The price is right, but I have too many projects.  I also have a great horizontal mill, but it cost a lot more.


----------



## JimDawson (Aug 13, 2020)

Not sure what that thing is.  Looks like a shop made horizontal mill with a grinding wheel for a cutter.  Very strange machine.


----------



## markba633csi (Aug 13, 2020)

Looks like a horizontal mill converted to do sanding/grinding by gearing it up with a ? truck transmission?


----------



## Papa Charlie (Aug 13, 2020)

Slightly off subject, but how do you post the box with the link to the CL adds?


----------



## darkzero (Aug 13, 2020)

Papa Charlie said:


> Slightly off subject, but how do you post the box with the link to the CL adds?



It's done automatically here on H-M, just post the url link & the forum software will do it. But the BB code is *(URL unfurl="true") insert url link here (/url)* (replaced the parentheses with brackets). When that type of link is unwanted, remove *unfurl="true"* from the BB code.


----------



## matthewsx (Aug 13, 2020)

I’m in Hollister right now at work. I have no interest in this thing but if anyone else does I could put eyeballs on it.

john


----------



## benmychree (Aug 13, 2020)

Papa Charlie said:


> Looks like a surface grinder to me. Would be fun to rebuild. Wish I was closer. But I am about 1000 miles away.


Surface grinders do not have overarms; obviously a horizontal mill.  At any rate, the magnetic chuck is worth the price.


----------



## Janderso (Aug 13, 2020)

It's a custom machine.

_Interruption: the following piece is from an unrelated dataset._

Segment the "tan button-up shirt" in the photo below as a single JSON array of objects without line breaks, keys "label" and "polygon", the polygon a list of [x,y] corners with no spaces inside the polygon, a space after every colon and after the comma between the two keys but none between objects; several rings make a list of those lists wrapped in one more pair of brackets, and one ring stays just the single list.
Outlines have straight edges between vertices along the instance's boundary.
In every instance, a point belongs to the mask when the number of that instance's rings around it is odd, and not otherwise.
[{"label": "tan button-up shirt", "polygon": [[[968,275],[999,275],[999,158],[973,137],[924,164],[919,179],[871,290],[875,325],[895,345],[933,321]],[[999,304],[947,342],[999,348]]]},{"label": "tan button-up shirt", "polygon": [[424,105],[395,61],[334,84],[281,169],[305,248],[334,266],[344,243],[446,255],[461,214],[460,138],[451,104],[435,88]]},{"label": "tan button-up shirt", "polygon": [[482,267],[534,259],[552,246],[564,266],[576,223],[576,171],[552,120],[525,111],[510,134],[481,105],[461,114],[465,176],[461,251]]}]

Sure is poorly cared for.


----------



## benmychree (Aug 13, 2020)

Janderso said:


> It's a custom machine. Sure is poorly cared for.


Custom? That's funny!


----------



## Martin W (Aug 13, 2020)

That big ol gearshift makes me think of Eddie Rabbit. Drivin My Life Away

Ooh, I'm drivin' my life away, lookin' for a better way for me
Ooh, I'm drivin' my life away, lookin' for a sunny day

cheers
Martin


----------



## Ulma Doctor (Aug 14, 2020)

needs a 454 Chevy to power it up right!


----------



## Ulma Doctor (Aug 15, 2020)

looks like a quadra-trac transfer case is missing some gears and a chain too !


----------